Excuse me for using the wrong word. I don't mean that what is claimed to be true is false because it has not yet been proven to be true. I mean that a proposition (a statement that is declared to be true or false) that has not been proven or cannot yet be proven rests on an empty premise.


Of course I don't think it is meaningless. Why should I? And if some formulation of the verification principle implies it is meaningless, then I would just reject that formulation of the VP since I am far more certain that the sentence is meaningful than I could possibly be that the formulation that implies it is meaningless is correct.

I don't know what an empty premise is. So, I wouldn't know. And neither would I know how it rests on it if I did know what an empty premise is, which I do not.
 
hue-man
 
Reply Sun 28 Feb, 2010 09:08 pm
@kennethamy,
kennethamy;133751 wrote:
Of course I don't think it is meaningless. Why should I? And if some formulation of the verification principle implies it is meaningless, then I would just reject that formulation of the VP since I am far more certain that the sentence is meaningful than I could possibly be that the formulation that implies it is meaningless is correct.

I don't know what an empty premise is. So, I wouldn't know. And neither would I know how it rests on it if I did know what an empty premise is, which I do not.


What do you mean when you say that the sentence "God exists" is meaningful? Do you believe that it can be proven to be true or false?
 
kennethamy
 
Reply Sun 28 Feb, 2010 09:10 pm
@hue-man,
hue-man;133757 wrote:
What do you mean when you say that the sentence "God exists" is meaningful? Do you believe that it can be proven to be true or false?


People like me, understand what it means. No, I don't believe it can be proven true or false.
 
hue-man
 
Reply Sun 28 Feb, 2010 09:13 pm
@kennethamy,
kennethamy;133761 wrote:
People like me, understand what it means. No, I don't believe it can be proven true or false.


I understand what it means in definitive terms, but when I say that it's meaningless I mean that it can't be proven to be true or false and yet it is stated to be true.
 
kennethamy
 
Reply Sun 28 Feb, 2010 09:15 pm
@hue-man,
hue-man;133763 wrote:
I understand what it means in definitive terms, but when I say that it's meaningless I mean that it can't be proven to be true or false and yet it is stated to be true.

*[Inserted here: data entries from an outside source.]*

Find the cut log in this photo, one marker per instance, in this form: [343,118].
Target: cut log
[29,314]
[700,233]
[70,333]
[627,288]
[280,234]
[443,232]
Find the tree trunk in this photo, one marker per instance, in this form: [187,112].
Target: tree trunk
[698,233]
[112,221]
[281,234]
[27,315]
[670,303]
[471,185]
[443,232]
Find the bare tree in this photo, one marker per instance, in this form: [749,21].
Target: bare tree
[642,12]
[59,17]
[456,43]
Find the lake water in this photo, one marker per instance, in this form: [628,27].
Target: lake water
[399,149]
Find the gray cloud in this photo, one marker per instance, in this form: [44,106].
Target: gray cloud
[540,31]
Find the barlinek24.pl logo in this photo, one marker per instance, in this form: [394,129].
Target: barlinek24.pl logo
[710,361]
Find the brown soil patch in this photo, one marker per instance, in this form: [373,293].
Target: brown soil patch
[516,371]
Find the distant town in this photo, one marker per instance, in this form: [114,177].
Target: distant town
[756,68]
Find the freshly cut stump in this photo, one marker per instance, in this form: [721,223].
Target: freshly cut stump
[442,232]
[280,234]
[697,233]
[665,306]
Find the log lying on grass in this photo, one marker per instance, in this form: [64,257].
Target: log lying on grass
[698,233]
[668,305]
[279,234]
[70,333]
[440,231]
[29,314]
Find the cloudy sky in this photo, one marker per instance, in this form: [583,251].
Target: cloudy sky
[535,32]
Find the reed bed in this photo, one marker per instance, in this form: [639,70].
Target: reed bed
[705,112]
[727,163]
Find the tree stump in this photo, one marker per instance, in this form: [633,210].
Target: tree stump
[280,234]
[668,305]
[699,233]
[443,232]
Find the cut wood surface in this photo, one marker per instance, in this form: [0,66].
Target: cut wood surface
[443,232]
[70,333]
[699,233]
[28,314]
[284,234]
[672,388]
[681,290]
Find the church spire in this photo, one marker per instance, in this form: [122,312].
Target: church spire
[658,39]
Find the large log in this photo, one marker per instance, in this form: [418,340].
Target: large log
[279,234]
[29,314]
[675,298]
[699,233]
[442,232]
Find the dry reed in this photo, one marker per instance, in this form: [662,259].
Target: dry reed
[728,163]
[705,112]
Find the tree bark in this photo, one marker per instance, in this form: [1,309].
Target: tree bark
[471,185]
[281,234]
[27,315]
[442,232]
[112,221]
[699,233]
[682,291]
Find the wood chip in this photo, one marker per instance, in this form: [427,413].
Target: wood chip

In that case I guess that people who say that cancer is caused by a virus are saying something meaningless. They would be surprised to hear it.
 
prothero
 
Reply Sun 28 Feb, 2010 09:25 pm
@hue-man,
Philosophy is in essence I would say rational speculation.
Logical positivism reduces "meaningful"philosophy to that which can be verified.
Science reduces natural philosophy to that which can be "falsified"

The question of "God exists" would if true; be a matter of "ultimate concern" and "infinite meaning" but it can neither be verified or falsified (although particular religious assertions and conceptions of god can be falsified I would assert).

Even unverifiable assertions may be matters of "meaning" and areas of rational speculation although perhaps not "meaningful propositions" in the rigid logical and analytic realm of positivism.